Shoulder up!

At the beginning of the school year, The Superintendent of Schools for Hartford exhorted the district’s employees to Shoulder up! That’s the theme for the year, she said. The following week, the President of the University of Hartford adopted Shoulder up! as a motto as well. In a recent memo, he asks everyone to Jump in, speak up, shoulder up, and reach out to the students.

Searching the web, COCA and Google Books convinces me that the exhortation shoulder up is not a common one. I’m not saying that Ms. Torres-Rodriguez invented it, but I had never heard it. I assume that it is intended to be an ungendered version of man up or cowboy up, with the extra connotation of shoulder-to-shoulder. Superintendent Torres-Rodriguez said, “Together our families, our teachers, our staff and our partners, including community, faith-based, higher education and businesses are all standing shoulder to shoulder.” I don’t personally like military metaphors for education, but they are fairly common; still, the OED lists the use of shoulder as a verb for standing shoulder-to-shoulder is obsolete, and before its obsolescence it wasn’t used with up. The only uses of shoulder up in the OED refer to inanimate objects—one could say that the hill shoulders up steeply or that a wall shoulders up the roof.

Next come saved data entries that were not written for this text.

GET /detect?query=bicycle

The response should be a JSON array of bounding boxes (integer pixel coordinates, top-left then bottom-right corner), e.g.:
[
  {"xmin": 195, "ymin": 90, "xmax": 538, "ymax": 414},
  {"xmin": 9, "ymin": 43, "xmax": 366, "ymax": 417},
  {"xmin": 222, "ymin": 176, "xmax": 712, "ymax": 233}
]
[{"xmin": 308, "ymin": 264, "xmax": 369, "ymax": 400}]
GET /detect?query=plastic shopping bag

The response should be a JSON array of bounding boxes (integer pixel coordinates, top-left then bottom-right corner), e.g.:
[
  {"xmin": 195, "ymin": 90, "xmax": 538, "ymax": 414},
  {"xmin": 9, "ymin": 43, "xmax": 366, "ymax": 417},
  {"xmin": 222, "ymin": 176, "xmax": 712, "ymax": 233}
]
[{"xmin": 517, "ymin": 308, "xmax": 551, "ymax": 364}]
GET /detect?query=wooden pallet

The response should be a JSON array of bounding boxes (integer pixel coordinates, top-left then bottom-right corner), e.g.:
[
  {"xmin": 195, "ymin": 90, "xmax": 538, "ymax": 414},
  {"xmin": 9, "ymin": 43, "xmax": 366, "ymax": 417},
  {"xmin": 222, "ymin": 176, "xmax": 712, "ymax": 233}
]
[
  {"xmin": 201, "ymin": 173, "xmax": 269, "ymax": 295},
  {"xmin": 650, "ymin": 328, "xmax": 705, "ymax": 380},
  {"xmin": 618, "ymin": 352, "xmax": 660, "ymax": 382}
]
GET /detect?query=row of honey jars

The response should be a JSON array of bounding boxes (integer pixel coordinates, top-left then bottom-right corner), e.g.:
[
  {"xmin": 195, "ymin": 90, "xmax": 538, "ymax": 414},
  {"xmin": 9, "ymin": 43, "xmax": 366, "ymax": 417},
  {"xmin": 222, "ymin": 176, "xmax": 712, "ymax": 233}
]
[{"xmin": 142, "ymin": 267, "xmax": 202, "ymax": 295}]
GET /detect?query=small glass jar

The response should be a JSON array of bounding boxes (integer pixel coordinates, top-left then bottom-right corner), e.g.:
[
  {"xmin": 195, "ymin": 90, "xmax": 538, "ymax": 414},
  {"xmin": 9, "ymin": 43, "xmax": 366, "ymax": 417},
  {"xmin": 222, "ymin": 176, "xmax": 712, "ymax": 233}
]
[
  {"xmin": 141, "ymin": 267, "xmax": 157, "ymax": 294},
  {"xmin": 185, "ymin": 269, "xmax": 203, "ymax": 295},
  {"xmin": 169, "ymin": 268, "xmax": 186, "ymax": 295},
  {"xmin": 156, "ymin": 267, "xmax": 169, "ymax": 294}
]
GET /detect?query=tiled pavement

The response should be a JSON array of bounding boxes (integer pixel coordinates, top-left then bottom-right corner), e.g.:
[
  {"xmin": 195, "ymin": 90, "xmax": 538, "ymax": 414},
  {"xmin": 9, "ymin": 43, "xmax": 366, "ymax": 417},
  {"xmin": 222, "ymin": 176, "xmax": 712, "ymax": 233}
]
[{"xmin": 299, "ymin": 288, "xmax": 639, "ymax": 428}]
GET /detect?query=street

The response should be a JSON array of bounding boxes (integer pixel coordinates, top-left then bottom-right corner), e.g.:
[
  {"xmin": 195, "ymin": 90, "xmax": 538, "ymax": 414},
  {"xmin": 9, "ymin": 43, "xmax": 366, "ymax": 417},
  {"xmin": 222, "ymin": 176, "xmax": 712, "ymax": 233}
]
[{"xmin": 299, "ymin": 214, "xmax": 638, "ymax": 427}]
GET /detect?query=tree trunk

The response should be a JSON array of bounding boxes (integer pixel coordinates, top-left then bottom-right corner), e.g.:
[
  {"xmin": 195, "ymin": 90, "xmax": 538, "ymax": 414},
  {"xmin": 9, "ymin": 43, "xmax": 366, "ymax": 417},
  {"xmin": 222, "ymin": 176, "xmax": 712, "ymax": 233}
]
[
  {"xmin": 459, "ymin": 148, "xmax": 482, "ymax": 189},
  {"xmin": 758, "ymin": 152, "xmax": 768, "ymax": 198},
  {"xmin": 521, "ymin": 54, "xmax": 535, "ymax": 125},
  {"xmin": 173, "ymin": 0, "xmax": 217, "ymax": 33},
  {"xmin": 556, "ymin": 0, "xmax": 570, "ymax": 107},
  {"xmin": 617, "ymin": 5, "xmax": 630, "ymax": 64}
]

My own connotation with the phrase shoulder up is as part of the larger phrase shoulder up to the bar, with the connotation of shoulder in the sense of roughly pushing through a crowd. That’s just me, though; no-one else I’ve spoken to made that connection. Nor do I expect anyone else to connect the phrase with shoulder arms, which connotes to me a reluctance to engage—that’s the cricket use, anyway, but in military drill, too, you can’t fire a gun which is shouldered. But that’s not what Ms. Torres-Rodriguez was referring to, was it?

No, eventually I figured out what Ms. Torres-Rodriguez was referring to, or at least I think I did, and it’s something I know well but didn’t bring to mind: the lyrics to “Ain’t That Good News”.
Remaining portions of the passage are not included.